For years, World Mental Health Day has been about raising awareness, breaking stigma, sharing stats, and posting quotes. But this year, it’s less about talking and more about doing.
“Awareness” alone isn’t cutting it. For Black America, mental health isn’t a trending topic, it’s survival. It’s showing up for work when you’re running on empty, caring for everyone but yourself, and still finding ways to keep going. It’s essential, not extra.
The 2025 theme, “Mental Health and Humanitarian Emergencies,” focuses on how constant crisis, from war zones to natural disasters, takes a toll on emotional well-being. Globally, one in five people in crisis develop anxiety, depression, or PTSD. But for many of us, you don’t need a war or a hurricane to feel like you’re in survival mode. Between racial trauma, financial stress, and just trying to stay afloat, “emergency” can feel like a permanent state.
That’s why people like Taraji P. Henson and Charlamagne tha God aren’t waiting around for awareness posts or soundbites. They’re doing the work. Both are using their platforms to make mental health care more real, more relatable, and more accessible for our community.
Taraji P. Henson’s “Can We Talk?” Is More Than a Summit, It’s a Movement
When Taraji P. Henson speaks about mental health, she’s not performing. She’s living it. The Empire star turned advocate created the Boris Lawrence Henson Foundation (BLHF) to honor her late father’s struggle with mental health and to push back against the stigma that still lingers in our community.
This week, Taraji is hosting the 5th Annual “Can We Talk?” Arts and Wellness Summit (October 10–12, 2025) at National Harbor. The three-day experience mixes art, culture, and healing with a sense of celebration. It’s not a stuffy conference. It feels like a cultural homecoming with storytelling, performances, and conversations that remind you healing can be joyful too.
“We’re creating spaces that honor safety, belonging, and dignity,” Taraji says. “Where people feel seen, empowered to heal, and build tables of joy.”
That’s exactly what BLHF has done. Taraji is helping people see that vulnerability can be strength and that therapy can be something our culture embraces, not hides from.
Charlamagne tha God Is Turning Mental Health Into Mental Wealth
On the East Coast, Charlamagne tha God is keeping the conversation just as real, especially for Black men who are too often told to “man up” instead of speak up.

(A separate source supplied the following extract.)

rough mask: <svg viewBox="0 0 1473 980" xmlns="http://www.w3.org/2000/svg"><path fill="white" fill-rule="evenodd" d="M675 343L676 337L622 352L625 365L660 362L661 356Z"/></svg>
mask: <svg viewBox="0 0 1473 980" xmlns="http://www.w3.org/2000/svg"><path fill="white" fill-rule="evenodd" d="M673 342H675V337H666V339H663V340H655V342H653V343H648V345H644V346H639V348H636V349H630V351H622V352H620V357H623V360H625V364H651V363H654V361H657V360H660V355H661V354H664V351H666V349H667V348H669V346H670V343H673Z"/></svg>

Through his Mental Wealth Alliance, Charlamagne is helping reframe therapy as something practical and powerful. He compares it to “decluttering your closet,” a reminder that unpacking your trauma doesn’t make you weak, it frees you up.
This weekend, he’s hosting the 5th Annual Mental Wealth Expo (October 11, 2025) at the New Jersey Institute of Technology in Newark. The free event will feature therapists, educators, and community leaders who look like us and speak our language. The mission is to teach, treat, and train while connecting thousands of people with tools that make care easier to access.
“This isn’t just about talking about mental health,” Charlamagne says. “It’s about transforming how we experience it together.”
Making Healing Real
What Taraji and Charlamagne are proving is that Black mental health care doesn’t have to feel unreachable. It just has to feel real. They’re showing that healing starts where you are, no platform required.
Here’s how to bring that same energy into your own life:
1. Start the Conversation
You don’t need perfect words. Just start talking. Whether it’s with a friend, a pastor, or a therapist, being honest about what you feel is the first step to releasing it. Silence keeps stigma alive, conversation breaks it.
2. Find Support That Fits You
Look for resources that understand your world. That could mean a Black therapist, a support group at church, or organizations like the Boris Lawrence Henson Foundation or the Mental Wealth Alliance. The right help is out there, you just need to find the version that feels like home.
3. Protect Your Peace
Therapy is one piece, but small daily habits matter too. Journal. Set boundaries. Log off. Take a walk. Pray. Meditate. Every small step toward calm is an act of care.
4. Make Mental Health a Family Thing
When you talk about mental health at home, you shift the culture. Check in on your kids, your parents, your partner. Share what you learn. One honest conversation can change the way your family approaches care.
5. Give Yourself Grace
Healing doesn’t happen overnight. You’ll have good days and tough days. What matters is showing up for yourself, again and again.
This World Mental Health Day, one message stands out: Black mental health isn’t optional, it’s essential.
And thanks to voices like Taraji and Charlamagne, we’re not just aware anymore. We’re taking action, building community, and making healing something everyone can reach.